On Monday, the Washington Free Beacon reported that Hank Johnson—a sitting U.S. Congressman—compared Israeli settlers to “termites.”

Despite the fact that this terminology evokes some of the worst expressions of historical anti-Semitism—those moments in time when Jews were characterized as “vermin” and targeted for “extermination,” as Rabbi David Wolpe poignantly wrote in TIME—Johnson’s gaffe has gotten a shockingly limited amount of play in the press.

Even the Anti-Defamation League, whose twitter handle describes its mission as “to stop the defamation of the Jewish people, and secure justice and fair treatment for all,” said only this in its initial response: “we call on [Johnson] to apologize and retract this offensive, unhelpful characterization.”
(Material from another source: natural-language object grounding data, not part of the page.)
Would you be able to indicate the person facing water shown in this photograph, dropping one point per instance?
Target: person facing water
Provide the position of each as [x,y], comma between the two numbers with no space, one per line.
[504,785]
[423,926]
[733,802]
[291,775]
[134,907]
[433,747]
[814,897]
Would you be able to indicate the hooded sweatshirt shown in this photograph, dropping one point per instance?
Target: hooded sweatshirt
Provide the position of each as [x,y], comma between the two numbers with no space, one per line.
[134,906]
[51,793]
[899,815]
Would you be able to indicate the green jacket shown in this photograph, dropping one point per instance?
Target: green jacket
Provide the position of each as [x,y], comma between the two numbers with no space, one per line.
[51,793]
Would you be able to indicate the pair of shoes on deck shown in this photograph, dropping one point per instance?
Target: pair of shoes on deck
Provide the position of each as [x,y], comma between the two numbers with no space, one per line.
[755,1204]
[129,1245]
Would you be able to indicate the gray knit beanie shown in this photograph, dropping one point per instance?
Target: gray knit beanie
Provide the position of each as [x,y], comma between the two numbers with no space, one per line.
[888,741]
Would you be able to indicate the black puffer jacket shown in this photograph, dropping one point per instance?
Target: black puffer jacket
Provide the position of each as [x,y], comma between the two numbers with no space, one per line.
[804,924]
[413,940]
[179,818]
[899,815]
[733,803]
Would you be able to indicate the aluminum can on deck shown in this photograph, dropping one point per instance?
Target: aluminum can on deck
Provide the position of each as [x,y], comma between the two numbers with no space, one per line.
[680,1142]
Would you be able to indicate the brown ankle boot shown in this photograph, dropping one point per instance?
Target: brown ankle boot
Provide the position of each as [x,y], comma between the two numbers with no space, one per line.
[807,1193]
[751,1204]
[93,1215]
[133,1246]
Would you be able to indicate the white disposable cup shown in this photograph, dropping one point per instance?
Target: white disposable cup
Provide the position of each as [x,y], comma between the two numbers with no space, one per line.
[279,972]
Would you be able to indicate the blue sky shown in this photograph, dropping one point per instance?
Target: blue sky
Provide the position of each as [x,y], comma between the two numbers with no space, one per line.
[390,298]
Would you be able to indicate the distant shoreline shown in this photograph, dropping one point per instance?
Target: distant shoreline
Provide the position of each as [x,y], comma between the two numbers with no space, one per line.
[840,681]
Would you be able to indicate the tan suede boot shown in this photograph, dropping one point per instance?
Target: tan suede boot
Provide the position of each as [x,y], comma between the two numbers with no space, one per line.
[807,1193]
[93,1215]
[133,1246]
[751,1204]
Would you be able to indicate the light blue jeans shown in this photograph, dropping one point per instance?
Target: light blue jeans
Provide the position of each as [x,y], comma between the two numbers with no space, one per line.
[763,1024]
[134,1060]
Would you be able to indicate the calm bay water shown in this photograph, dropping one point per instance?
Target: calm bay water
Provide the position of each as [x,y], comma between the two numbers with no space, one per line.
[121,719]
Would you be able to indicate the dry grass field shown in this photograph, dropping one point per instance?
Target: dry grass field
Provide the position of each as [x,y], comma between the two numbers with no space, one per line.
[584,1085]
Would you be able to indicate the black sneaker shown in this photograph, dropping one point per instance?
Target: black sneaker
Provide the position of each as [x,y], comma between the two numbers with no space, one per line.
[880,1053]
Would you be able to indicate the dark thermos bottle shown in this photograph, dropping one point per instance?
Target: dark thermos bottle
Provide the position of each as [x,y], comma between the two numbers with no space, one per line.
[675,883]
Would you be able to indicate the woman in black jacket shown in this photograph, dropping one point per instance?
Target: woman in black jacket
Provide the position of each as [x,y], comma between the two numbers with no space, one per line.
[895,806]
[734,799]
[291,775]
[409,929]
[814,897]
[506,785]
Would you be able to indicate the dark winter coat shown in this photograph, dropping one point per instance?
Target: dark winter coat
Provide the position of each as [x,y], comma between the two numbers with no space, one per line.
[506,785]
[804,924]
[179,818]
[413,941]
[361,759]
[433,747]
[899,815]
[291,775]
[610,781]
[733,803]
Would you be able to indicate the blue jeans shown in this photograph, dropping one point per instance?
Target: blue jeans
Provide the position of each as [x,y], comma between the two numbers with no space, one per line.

The ADL’s task as an organization is not to issue schoolmarmish slaps on the wrist to every individual guilty of being a jerk. Johnson’s words were offensive, yes. They were unhelpful, yes. But neither of those transgressions were why Jews across the world were waiting for the ADL to enter the fray.

Considering the grave implications of referring to Jews as a type of insect, the ADL’s relatively soft, pleading engagement with Hank Johnson’s astounding remark was flabbergasting. If the organization believed the statement to be merely offensive but not anti-Semitic, why did it warrant any kind of response? But if it was anti-Semitic—and it was—why did the term “anti-Semitic” not appear in its tweet?

On reflection, though, Johnson’s actual remarks offer an explanation for the ADL’s thought process—and it may be even more disturbing than Johnson’s remarks. For in referring to settlers as termites, Johnson wasn’t speaking about the Jewish people as a whole, but a subset—those who live in the West Bank.

Last week, the ADL was quick to issue a full statement in response to the GOP’s updated platform language, which, as opposed to years prior, does not endorse the two-state solution. There was nothing wrong with the statement itself, which accurately expressed that “successive American presidents and prime ministers of Israel, including the current leadership in both countries,” support a two-state solution, believing it to be “the only viable way to secure Israel as both a Jewish and democratic state.”

But in its insistence on establishing an organizational separation from the inarguably philo-Semitic language of the Republican platform, while issuing only a perfunctory and disappointingly shallow rebuke of Johnson’s equally inarguably anti-Semitic language, the ADL raised questions as to whether, under the leadership of former Obama aide Jonathan Greenblatt, it can maintain a nonpartisan approach in carrying out its mission.

It is appalling that the ADL could not rouse itself to mount an adequate defense of the settlers. Criticizing the settlements is kosher; referring to those who live there, including children, as “termites” is not. So when Johnson replied, in a tweet, by saying “poor choice of words-apologies for offense,” the fact that the ADL accepted this non-apology as an apology should trouble every single person in America who gives the organization so much as a dollar. “We appreciate Hank Johnson’s clarification,” the ADL said. Appreciate. Imagine if such a phrase had emerged from a state senator in Arizona who endorsed Donald Trump; one doubts any such “appreciation” would have been expressed.

Johnson, of course, is a Democrat representing Georgia’s 4th district. Greenblatt, to his credit, retweeted Johnson’s “apology” with the heading, “yes there was an apology, but no ‘point’ justifies referring to human beings in such an abhorrent, inappropriate manner.” The ADL retweeted Greenblatt’s personal tweet, but has yet to issue an actual statement on the controversy. In an election cycle that has enlivened anti-Semitism on both the far right and the far left, the ADL should have treated this moment with the gravity it deserved, responded in a professional and substantive manner, and used Johnson’s crude remarks as an opportunity to educate the electorate on anti-Semitism in all its iterations.

Another organization that has failed spectacularly this week? J Street. It is overtly anti-settlement, and, in striving to achieve its political aims, J Street makes rating and endorsing candidates a core part of its mission. Hank Johnson has been the beneficiary of both J Street’s endorsement and its fundraising. Thus in the wake of his remarks, the organization had an opportunity to demonstrate true leadership.

But how did it respond to this vile imprecation?  The J Street statement incoherently contended both that “there is no place…. For personal insults or slurs against whole groups of people including settlers in the West Bank,” and that “the Congressman was clearly referring to the corrosive impact of the settlement enterprise… and not to individuals.” Indeed, the organization delivered a sharper rebuke to the media for breaking the story than to Johnson himself.

For Jews around the world, the three week period of mourning leading up to the fast of Tisha Ba’av has just started. The Talmud explains that the destruction of the Second Temple—one of the tragedies Jews mourn during the fast—happened as a result of Sinat Chinam, which is usually translated as “baseless hatred” within the nation. The phrase is often invoked to demonstrate how division renders the Jewish people weak and ripe for targeting. The responses from the ADL and J Street are distressing indicators of the condition of American Jewry as our mourning begins.